The Australian tech sector is rarely short on ambition, but every so often a claim emerges that forces the market to pause and reassess the rules entirely.
That appears to be the case with FortifAI Limited, which says it has achieved a breakthrough in how data is processed for artificial intelligence systems, benchmarking its Nol8 engine against Google’s widely used RE2 software.
The result is striking. Under high-complexity AI workloads, FortifAI reports a throughput of 1,500 megabytes per second, while RE2 drops to just 0.007 MB/s under extreme conditions.
That is the difference between a highway flowing freely and one completely gridlocked.
Shares in FortifAI rose 25% to $0.50 by early afternoon trade, extending a remarkable 12-month gain of more than 1,700%.

FTI Stock Index | Source: MarketIndex
The company’s market capitalisation now sits at approximately $154 million, still modest by global tech standards, but the scale of the claim is anything but.
For context, RE2 is not just another piece of software. It is considered the global benchmark for safe and efficient data pattern matching, used across modern infrastructure systems.
That is precisely why FortifAI chose it.
As Nol8 co-founder and CTO Alon Rashelbach explained, “The purpose of this benchmark was simple: to put our technology against the best available software standard and let the results speak for themselves.”
At the heart of the announcement is a shift in architecture.
Traditional data systems rely on CPUs, which process tasks sequentially. As workloads grow more complex, performance slows.

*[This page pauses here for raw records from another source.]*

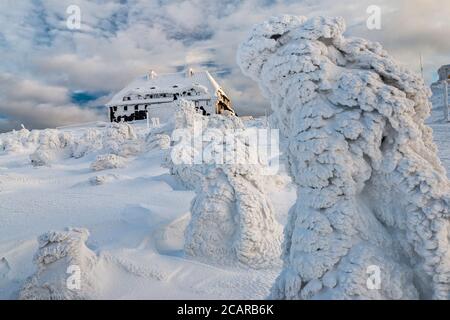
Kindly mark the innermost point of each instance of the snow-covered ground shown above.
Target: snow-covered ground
(136, 216)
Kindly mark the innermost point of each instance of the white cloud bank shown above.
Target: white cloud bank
(122, 39)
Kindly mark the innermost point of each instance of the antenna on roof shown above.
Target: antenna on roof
(189, 72)
(421, 65)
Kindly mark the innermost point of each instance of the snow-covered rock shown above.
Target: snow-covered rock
(64, 267)
(232, 218)
(122, 140)
(372, 194)
(53, 145)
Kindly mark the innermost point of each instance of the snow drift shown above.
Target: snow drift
(372, 194)
(232, 219)
(61, 254)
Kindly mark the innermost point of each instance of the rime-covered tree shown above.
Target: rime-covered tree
(371, 189)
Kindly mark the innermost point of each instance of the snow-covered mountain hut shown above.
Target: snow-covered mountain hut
(155, 95)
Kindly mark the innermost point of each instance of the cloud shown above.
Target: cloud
(120, 40)
(36, 105)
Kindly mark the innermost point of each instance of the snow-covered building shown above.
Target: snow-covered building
(155, 94)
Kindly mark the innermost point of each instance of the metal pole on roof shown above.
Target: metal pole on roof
(445, 83)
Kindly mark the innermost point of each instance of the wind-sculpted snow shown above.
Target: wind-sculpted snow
(232, 218)
(51, 145)
(64, 268)
(373, 198)
(108, 161)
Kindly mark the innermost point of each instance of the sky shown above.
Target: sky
(51, 75)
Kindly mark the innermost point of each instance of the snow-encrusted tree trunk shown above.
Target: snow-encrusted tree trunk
(64, 266)
(373, 198)
(232, 218)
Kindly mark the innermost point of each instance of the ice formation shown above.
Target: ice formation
(372, 194)
(53, 145)
(64, 268)
(232, 219)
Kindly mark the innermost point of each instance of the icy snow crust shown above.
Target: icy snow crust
(232, 218)
(371, 189)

FortifAI’s Nol8 engine instead uses FPGA hardware, allowing it to process multiple streams of data simultaneously.
The result is consistent speed, regardless of how demanding the task becomes.
Rashelbach said, “The scalability ceiling that has constrained AI data infrastructure is not a software problem. It is an architectural one. Nol8 solves it at the hardware level.”
This distinction matters more than it might first appear.
AI systems are no longer batch-processing tools. They operate continuously, making decisions in real time. A slowdown is not just inconvenient, it can break the system entirely.
Much of the benchmarking focuses on what engineers call “P99” performance.
This refers to the most extreme 1% of operating conditions, similar to a Black Friday surge in online traffic.
In these scenarios, RE2’s throughput collapses. Nol8’s does not.
It remains flat at 1,500 MB/s across all complexity tiers, from simple filtering tasks to advanced AI data classification involving more than 6,000 rules.
This consistency is what separates a theoretical improvement from an enterprise-ready solution.
As Rashelbach put it, “What we are seeing in these results is the practical consequence of a genuine architectural breakthrough.”
Behind the technical detail sits a much larger trend.
Global data volumes are expected to surge from 334 zettabytes in 2025 to more than 19,000 zettabytes by 2035, according to company data.
Crucially, around 90% of that data will be unstructured.
This is the hardest type of data to process, requiring filtering, classification, and routing before it even reaches an AI model.
That gap is what FortifAI calls the “AI Data Plane.”
It is effectively the infrastructure layer between raw data and AI decision-making.
While much of the industry’s attention has focused on models like large language systems, the underlying data pipelines have quietly become a bottleneck.
FortifAI’s pitch is that it has solved that bottleneck.
There is also an economic angle that extends beyond performance metrics.
Today, many enterprises handle complex workloads by scaling horizontally, adding more CPUs to share the load.
This approach is expensive and energy-intensive.
If FortifAI’s claims hold, a single FPGA-based system could replace thousands of traditional processors.
That would reduce not only hardware costs but also power consumption and cooling requirements, a growing concern for data centres globally.
In that sense, the story shifts from speed to efficiency.
For now, the results remain company-led benchmarks, and the next milestone will be external validation.
FortifAI is targeting the release of an enterprise-ready benchmarking engine by June 2026, which will allow customers and partners to test the technology independently.
Further testing is also underway to quantify how these performance gains translate into real-world infrastructure savings.
The company has made it clear that the current results represent only a portion of Nol8’s full capability.
The narrative is hard to ignore.
A small ASX-listed firm is claiming to outperform one of the world’s most established technology standards by a margin that, if proven, could redefine how AI systems are built.
Whether Nol8 ultimately delivers at scale remains to be seen.
But the broader signal is already clear.
As AI systems grow more autonomous and data-intensive, the infrastructure behind them is becoming just as important as the models themselves.
And in that race, FortifAI is positioning itself not just as a participant, but as a disruptor.